I Was Having an Existential Crisis Before It Was Cool
As I vomited for the second time, I imagined the force of the vacuum-flush sucking my face right in. Would I be the woman they find with her head stuck in the wreckage of a British Airways toilet?
During the solid hour of turbulence on a one-way flight to Costa Rica, the row of fellow solo flyers next to me felt it was very important to point out we were over the Bermuda Triangle. I wondered if this was a foreshadowing of life to come. Full of uncertainty and belly-aches.
Costa Rica has no army. There are sloths on the banknotes. You greet with one kiss on the cheek, not two and it’s a faux pas to refer to people from the USA as Americans. They are gringos, not Americans. Hummingbirds fly into my apartment that I, one, live at alone and, two, can afford.
One weekend, I went hiking through the rainforest then ended the day on the beach to swim and stretch and eat fruit. It has become a compulsion to be that prick that, unsolicited, preaches about the magnitude of nature making your personal problems feel trivial because living here has often felt like a Disney movie.
Tonight, however, on the designated walk around the block I’ve allowed myself once a day, the streets of San José have an uncanny quality. The opening scenes of a bad, dystopian horror flick. Deathly quiet, deathly empty.
To be stuck in the most disturbing news cycle since 9/ 11 is already unnerving but one that has no face and yet, day-by-day, limits life as we know it is too surreal to put into words. We’ve been globally thrown into exactly the kind of financial and existential limbo I was on the run from and it’s only the beginning.
My self-isolation has involved swinging between being sick with worry about family at home to feeling guilty for obsessing over the terrible fucking timing. The borders are closed, I have a sloppily photocopied slip of paper which tells me my visa is “in process” and I operate in cash with no bank account like a low-level skunk dealer.
So what do you do while you’re alone in a new country and in quarantine from an invisible baddie? Be relentlessly online, of course. This morning I was hysterical with laughter at an only mildly-amusing news story on how gun sales have gone up in the States. I imagined a pink-faced man in a pair of overalls shooting a sawn-off shotgun into the air at coronavirus, “GIT THIS HERE CHINESE PLAGUE AWAY FROM US.” Minutes later my fingers were twitching with rage over an overwrought Facebook thread about dogs catching the virus. A debate which made it sound like it was just weeks until people were gently placing their pets outside to be flattened by the supermarket delivery vans working overtime.

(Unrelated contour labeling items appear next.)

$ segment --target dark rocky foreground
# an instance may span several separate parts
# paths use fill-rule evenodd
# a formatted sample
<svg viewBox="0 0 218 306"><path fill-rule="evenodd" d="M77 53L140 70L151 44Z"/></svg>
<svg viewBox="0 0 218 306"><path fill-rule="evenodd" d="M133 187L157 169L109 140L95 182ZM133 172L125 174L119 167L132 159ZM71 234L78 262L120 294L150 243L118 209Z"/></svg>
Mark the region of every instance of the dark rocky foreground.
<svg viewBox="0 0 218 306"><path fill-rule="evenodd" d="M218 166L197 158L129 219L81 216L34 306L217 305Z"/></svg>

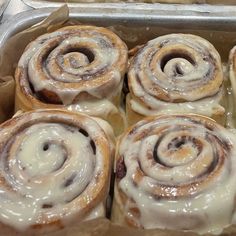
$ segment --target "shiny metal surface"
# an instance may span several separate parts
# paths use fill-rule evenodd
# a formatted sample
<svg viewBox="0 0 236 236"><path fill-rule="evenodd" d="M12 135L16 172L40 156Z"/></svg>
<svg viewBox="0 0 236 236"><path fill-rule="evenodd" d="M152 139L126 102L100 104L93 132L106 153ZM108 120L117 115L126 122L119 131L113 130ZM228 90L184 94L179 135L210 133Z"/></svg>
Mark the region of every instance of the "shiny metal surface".
<svg viewBox="0 0 236 236"><path fill-rule="evenodd" d="M188 5L125 3L98 6L100 4L94 4L94 7L81 4L80 7L70 8L70 17L81 23L111 28L118 26L115 31L124 38L129 46L156 37L160 34L160 30L162 34L197 32L200 36L218 45L220 52L226 56L228 56L230 47L235 43L236 8L232 6L207 6L203 8L201 5L194 5L194 8L191 8ZM28 10L28 8L23 9ZM29 10L9 18L0 26L0 47L12 35L40 22L55 9ZM224 37L226 36L230 42L227 45L224 44Z"/></svg>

But the absolute dregs of all of this has been The Opinions. My God, the opinions. The ease in which we talk in absolutes — and I include myself in and want to kick myself over this — is frightening. Each analysis nobody asked for becomes a choose your fighter scenario: “Humans are shit and this will be great for the environment, bring on death” versus “Let’s sit at our desks and work until we cough up a lung cos = economy”. Pick one and allow no nuance. Sprinkle in some online-approved buzzwords to scaffold it and stick to your guns. Just don’t dare drag your feet in the grey area or you’ll be pelted with virtual tomatoes.
But it’s the uncertainty that has become the only absolute.
Nobody knows what will prevail in the next weeks, months, or even years. All there is as an anchor, for the time being, is the deafening uncertainty. That and belly-aches.